Wednesday, April 11, 2007

A Reader Breather

There's been some pretty heavy posts here in the past couple days, so I'll take a few lines to lighten the load a bit. I'm going to introduce what is rapidly turning into a fairly serious academic exploration for me. If anyone out there has read my profile, I mention an interest in something called 'resilience':

Ecosystem resilience is the capacity of an ecosystem to tolerate disturbance without collapsing into a qualitatively different state that is controlled by a different set of processes. A resilient ecosystem can withstand shocks and rebuild itself when necessary. Resilience in social systems has the added capacity of humans to anticipate and plan for the future. Humans are part of the natural world. We depend on ecological systems for our survival and we continuously impact the ecosystems in which we live from the local to global scale. Resilience is a property of these linked social-ecological systems (SES). "Resilience" as applied to ecosystems, or to integrated systems of people and the natural environment, has three defining characteristics:

  • The amount of change the system can undergo and still retain the same controls on function and structure
  • The degree to which the system is capable of self-organization
  • The ability to build and increase the capacity for learning and adaptation

I'm more into the social side of SESs, mostly because I am not a biologist and my education/interest is in the social sciences. That's an aside, however, so I'll keep it simple and general here. The two most interesting things are the "adaptive cycle" model and the associated "panarchy" system of linked, multiscaled adaptive cycles. It is these models that explain the life cycle of systems from ecosytems to global financial systems. In the adaptive cycle, very basically stated, a system start simple, get evermore complex and larger at it grows, reach a point where it cannot sustain itself, and then collapses (due to some random event) and reorganises into some new system(s) and repeats the process. An example you might easily connect with is Iraq. Prior to 2003 Iraq was a complex, stressed but fairly stable state (a system). The US invasion collapsed that system, and the country is brutally reorganising itself along new lines, with thousands of new cycles of collapse and renewal taking place across Iraq as it finds itself a new stable state. A big easy one would be the evolution of life on Earth from wee one-celled bits of organism in primordial sea, to the diverse planet we live on now, with the great adaptive cycle collapsed a few times around the extinction of the dinosaurs, and possibly soon global warming. Generally speaking, the more resilient a system is, the simpler and more adaptable it is. It gets a little more complicated than this, but I hope you get the basic picture. The model of the cycle (you'll see it if you follow the links) looks like an infinity symbol.

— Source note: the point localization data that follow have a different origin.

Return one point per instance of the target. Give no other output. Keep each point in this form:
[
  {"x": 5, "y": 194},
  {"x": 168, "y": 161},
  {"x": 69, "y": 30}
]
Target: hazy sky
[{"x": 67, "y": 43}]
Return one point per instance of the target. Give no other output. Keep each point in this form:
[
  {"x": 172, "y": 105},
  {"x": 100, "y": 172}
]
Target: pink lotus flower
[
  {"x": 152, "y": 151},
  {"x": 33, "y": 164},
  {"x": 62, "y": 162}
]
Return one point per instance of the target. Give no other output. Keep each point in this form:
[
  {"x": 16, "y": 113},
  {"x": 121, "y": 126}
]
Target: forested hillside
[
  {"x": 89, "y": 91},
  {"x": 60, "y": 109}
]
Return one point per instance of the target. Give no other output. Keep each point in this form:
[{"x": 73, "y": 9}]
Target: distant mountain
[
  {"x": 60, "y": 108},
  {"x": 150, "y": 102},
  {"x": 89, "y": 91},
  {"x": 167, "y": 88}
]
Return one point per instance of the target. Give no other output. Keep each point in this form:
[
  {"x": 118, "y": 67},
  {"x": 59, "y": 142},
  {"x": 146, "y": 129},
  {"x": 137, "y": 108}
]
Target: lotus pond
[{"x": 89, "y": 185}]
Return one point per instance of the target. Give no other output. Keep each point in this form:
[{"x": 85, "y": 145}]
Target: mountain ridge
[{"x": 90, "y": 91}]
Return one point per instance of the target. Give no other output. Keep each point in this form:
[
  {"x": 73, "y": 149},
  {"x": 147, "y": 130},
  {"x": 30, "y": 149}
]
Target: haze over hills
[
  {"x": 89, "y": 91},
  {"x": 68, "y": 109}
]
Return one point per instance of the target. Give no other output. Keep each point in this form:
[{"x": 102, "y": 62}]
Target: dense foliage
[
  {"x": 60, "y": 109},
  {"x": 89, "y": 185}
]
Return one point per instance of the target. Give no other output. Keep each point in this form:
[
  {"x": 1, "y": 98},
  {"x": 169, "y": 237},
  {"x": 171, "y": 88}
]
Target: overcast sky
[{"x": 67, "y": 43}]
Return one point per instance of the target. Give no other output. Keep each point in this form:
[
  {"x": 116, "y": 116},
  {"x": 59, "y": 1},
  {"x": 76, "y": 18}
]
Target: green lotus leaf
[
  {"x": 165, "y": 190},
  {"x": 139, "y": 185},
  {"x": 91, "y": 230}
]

The geek in me sees resilience as a great way to look sustainability for two reasons. First, it provides a model to help us develop better ways of living on the Earth. And second, it is optimistic. Things get bad, then they get better, we just have to be adaptable enough to do it. And life goes on..errr..hopefully with human life and civilisation still intact. A bit of optimism can't hurt us these days.

It may also be of interest to know that Dr. CS "Buzz" Holling, the key founder of the theory, is Canadian.

The resilience research group's website is definitely worth exploring if you're keen. They have a blog as well, linked on the right-hand side of the main website. Also linked is their free access multidisciplinary journal - Ecology & Society. Thomas Homer-Dixon bases his latest book around the concept, making it very accessible to the general public (good starting point), while dressing it up with his own spin and new fangled noun (he's not as original as he thinks he is but that's another story). A more scholarly introduction can found here. Enjoy.